Dziewczynki przyszły na świat w 2018 roku w Oregonie. Choć lekarze od początku sugerowali ich zabicie. W trakcie ciąży u Charlotte i Annette zdiagnozowano wrodzoną wadę serca. Lekarze twierdzili również, że dzieci będą mieć zespół Downa. Diagnoza z zespołem Downa potwierdziła się.
Rachel Prescott była zszokowana zachowaniem lekarzy i ich podejściem do nienarodzonych córek. Chciała im powiedzieć, że aborcja w ogóle nie wchodzi w grę, ale mogła tylko milczeć. Sześciu lekarzy sugerowało zabicie dziewczynek.

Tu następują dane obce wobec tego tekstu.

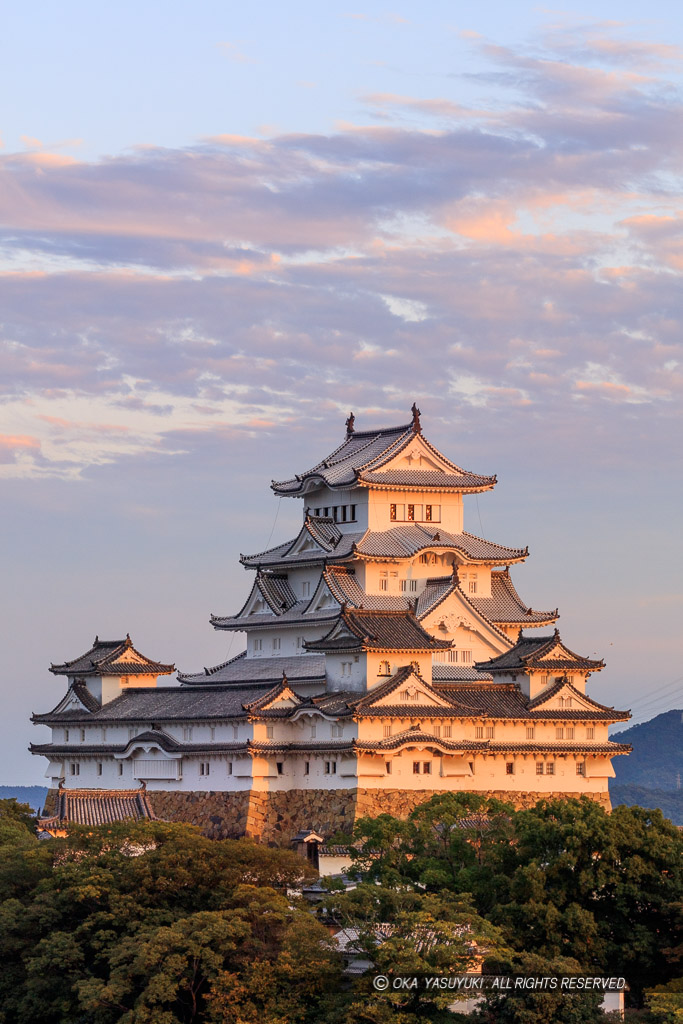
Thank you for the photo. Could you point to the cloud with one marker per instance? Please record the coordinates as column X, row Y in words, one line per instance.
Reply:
column 521, row 258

Rachel i jej mąż Cody odmówili dodatkowych badań prenatalnych, bo wiedzieli, że pokochają dziewczynki bez względu na wszystko. Rodzice modlili się o to, by poród mógł się odbyć naturalnie. Ich modlitwy zostały wysłuchane. Zazwyczaj w przypadku ciąży bliźniaczej wykonuje się cesarskie cięcie.

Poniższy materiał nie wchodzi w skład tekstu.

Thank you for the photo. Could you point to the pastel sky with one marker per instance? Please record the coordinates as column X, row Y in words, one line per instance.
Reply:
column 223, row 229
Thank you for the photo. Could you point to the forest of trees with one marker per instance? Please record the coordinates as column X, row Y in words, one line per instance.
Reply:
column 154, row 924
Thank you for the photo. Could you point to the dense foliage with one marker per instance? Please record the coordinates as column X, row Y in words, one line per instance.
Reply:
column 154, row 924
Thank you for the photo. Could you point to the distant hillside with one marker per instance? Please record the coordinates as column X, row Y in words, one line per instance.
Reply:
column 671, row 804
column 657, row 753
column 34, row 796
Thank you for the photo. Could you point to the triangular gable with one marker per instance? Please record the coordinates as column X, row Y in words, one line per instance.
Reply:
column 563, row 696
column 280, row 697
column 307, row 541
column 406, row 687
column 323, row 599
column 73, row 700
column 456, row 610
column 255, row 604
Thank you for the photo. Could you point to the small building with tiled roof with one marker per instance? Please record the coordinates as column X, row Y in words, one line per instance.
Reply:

Po sześciu miesiącach Charlotte musiała mieć zrobioną operację serca, ale Annette nie musiała jej mieć. Dziewczynki mają rok i nie różnią się za bardzo od innych dzieci. Dziewczynki bawią się, eksplorują, otoczone są miłością.
Rachel i Cody są jednak zaniepokojeni negatywnym stosunkiem innych wobec osób z zespołem Downa. Chore dzieci zabijane są w łonach matek w zatrważającym tempie.
Life News przywołuje niedawny raport CBS News, który zwraca uwagę, że prawie 100 procent nienarodzonych dzieci, u których wynik testu na zespół Downa jest pozytywny, zostaje zamordowanych w Islandii. Według CBS wskaźnik ten wynosił we Francji 77 procent, 90 procent w Wielkiej Brytanii i 67 procent w Stanach Zjednoczonych w latach 1995-2011.
Dzieląc się historią bliźniaczek Rachel ma nadzieję, że pomoże ludziom dostrzec cenną wartość życia każdego dziecka.